Luigi Mangione si è dichiarato colpevole questo venerdì per la sua responsabilità nella morte di Brian Thompson, CEO di UnitedHealthcare, che è stato ucciso a colpi d’arma da fuoco a Manhattan nel dicembre 2024.

Durante l’udienza federale, Mangione, 28, ha ammesso di aver seguito Thompson a una conferenza per investitori e di avergli sparato. «Ho sparato al signor Thompson a Manhattan», ha detto al giudice.

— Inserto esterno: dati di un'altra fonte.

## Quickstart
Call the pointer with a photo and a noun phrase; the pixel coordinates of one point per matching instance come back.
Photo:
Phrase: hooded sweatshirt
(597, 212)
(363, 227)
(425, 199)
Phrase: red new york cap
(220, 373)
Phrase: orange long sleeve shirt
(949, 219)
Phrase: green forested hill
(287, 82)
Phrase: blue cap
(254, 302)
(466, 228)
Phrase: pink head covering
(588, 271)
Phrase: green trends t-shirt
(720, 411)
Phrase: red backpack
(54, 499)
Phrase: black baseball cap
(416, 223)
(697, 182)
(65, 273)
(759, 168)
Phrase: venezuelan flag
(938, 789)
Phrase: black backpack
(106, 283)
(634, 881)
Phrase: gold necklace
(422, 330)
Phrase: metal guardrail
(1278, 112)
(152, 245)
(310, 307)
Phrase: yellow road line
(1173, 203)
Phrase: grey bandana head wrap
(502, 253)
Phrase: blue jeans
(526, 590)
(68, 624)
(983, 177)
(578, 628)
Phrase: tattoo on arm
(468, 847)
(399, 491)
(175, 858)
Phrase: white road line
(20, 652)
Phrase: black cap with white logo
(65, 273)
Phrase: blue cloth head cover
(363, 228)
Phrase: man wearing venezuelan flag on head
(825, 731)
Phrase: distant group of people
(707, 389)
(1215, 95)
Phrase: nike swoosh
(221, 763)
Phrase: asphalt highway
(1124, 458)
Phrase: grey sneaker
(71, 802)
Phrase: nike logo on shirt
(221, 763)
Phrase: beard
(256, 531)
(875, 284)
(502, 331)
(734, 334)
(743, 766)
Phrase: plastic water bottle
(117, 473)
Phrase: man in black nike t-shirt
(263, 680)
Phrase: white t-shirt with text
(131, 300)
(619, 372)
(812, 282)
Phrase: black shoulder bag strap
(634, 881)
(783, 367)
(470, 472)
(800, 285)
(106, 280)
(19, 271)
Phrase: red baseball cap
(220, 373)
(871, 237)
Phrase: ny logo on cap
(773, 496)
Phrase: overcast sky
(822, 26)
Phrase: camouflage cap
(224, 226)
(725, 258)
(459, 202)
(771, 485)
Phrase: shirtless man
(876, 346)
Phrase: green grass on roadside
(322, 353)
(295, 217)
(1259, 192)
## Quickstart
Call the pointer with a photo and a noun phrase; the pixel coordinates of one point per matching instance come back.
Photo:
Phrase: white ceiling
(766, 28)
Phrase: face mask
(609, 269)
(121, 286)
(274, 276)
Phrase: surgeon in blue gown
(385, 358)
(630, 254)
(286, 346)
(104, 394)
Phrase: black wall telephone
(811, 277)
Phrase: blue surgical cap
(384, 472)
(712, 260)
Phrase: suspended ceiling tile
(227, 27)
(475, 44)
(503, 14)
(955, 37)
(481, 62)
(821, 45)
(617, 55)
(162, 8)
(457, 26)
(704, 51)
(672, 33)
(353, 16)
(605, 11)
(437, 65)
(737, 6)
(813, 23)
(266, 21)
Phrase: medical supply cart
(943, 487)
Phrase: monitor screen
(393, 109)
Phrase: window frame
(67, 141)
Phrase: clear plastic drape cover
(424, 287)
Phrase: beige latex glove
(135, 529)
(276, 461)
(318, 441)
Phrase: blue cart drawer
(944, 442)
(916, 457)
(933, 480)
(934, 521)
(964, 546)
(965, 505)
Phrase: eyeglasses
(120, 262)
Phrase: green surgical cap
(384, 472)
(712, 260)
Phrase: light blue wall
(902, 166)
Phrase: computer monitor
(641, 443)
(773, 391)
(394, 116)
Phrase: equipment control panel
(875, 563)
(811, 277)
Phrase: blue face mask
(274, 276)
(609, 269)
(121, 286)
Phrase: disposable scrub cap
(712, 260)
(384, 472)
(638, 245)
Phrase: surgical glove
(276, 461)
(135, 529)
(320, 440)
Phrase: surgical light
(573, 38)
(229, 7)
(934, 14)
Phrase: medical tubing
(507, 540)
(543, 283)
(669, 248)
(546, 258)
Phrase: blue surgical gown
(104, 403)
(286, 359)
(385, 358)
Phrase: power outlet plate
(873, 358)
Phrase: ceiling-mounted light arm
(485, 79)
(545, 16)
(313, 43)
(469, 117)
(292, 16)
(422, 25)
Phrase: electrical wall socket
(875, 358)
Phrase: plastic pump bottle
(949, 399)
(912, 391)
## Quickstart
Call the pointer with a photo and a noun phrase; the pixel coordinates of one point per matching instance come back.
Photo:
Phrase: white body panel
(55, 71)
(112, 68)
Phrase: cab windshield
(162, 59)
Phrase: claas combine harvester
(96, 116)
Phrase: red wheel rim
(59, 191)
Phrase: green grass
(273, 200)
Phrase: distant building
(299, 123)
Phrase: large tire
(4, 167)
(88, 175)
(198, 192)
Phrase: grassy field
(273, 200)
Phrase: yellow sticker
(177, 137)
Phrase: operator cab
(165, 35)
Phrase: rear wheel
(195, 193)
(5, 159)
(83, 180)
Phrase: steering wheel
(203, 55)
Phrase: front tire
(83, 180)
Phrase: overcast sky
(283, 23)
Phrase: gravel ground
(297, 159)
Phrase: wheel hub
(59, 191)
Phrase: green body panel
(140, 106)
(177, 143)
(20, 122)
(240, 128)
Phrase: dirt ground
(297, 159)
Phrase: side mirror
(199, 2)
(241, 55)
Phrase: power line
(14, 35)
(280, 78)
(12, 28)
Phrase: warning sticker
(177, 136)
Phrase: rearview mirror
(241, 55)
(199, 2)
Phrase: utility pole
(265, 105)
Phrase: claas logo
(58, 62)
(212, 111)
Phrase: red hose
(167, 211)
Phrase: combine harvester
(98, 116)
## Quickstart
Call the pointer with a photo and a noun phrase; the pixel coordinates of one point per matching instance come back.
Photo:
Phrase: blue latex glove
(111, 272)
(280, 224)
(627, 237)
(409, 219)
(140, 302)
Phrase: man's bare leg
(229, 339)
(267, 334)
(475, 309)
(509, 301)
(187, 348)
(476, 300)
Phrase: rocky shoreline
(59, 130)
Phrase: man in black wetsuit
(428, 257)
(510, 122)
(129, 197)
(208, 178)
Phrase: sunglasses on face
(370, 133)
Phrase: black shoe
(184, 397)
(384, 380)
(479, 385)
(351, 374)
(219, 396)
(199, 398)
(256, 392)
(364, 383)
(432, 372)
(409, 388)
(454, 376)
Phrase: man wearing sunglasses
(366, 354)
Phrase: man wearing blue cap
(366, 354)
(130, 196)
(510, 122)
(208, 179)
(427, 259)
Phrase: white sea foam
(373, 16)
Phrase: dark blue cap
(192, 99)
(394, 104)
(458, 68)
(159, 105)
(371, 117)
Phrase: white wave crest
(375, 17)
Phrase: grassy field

Ha inoltre riconosciuto di sapere che le sue azioni erano illegali e ha spiegato di aver sofferto per anni di forti dolori alla schiena e che la sua frustrazione nei confronti del sistema sanitario statunitense ha influenzato le sue decisioni.

L’accordo significa che si è dichiarato colpevole di due accuse federali di stalking con conseguente morte, entrambe punibili con l’ergastolo. La sentenza è prevista per il 18 dicembre.

Il patteggiamento potrebbe anche cambiare il futuro dell’altro procedimento che lo riguarda a New York, dove è accusato di omicidio. I suoi avvocati hanno già presentato una mozione per chiedere l’archiviazione di quel caso, sostenendo che portare avanti entrambi i procedimenti costituirebbe un doppio processo per gli stessi atti.

La famiglia di Thompson era presente all’udienza e ha descritto la dichiarazione di colpevolezza come un importante passo verso la giustizia.

Mangione, il cui arresto nel dicembre 2024 ha attirato un’enorme attenzione mediatica e ha reso il caso uno dei più discussi negli Stati Uniti, ora attende la sentenza federale mentre continua la battaglia legale sul caso statale.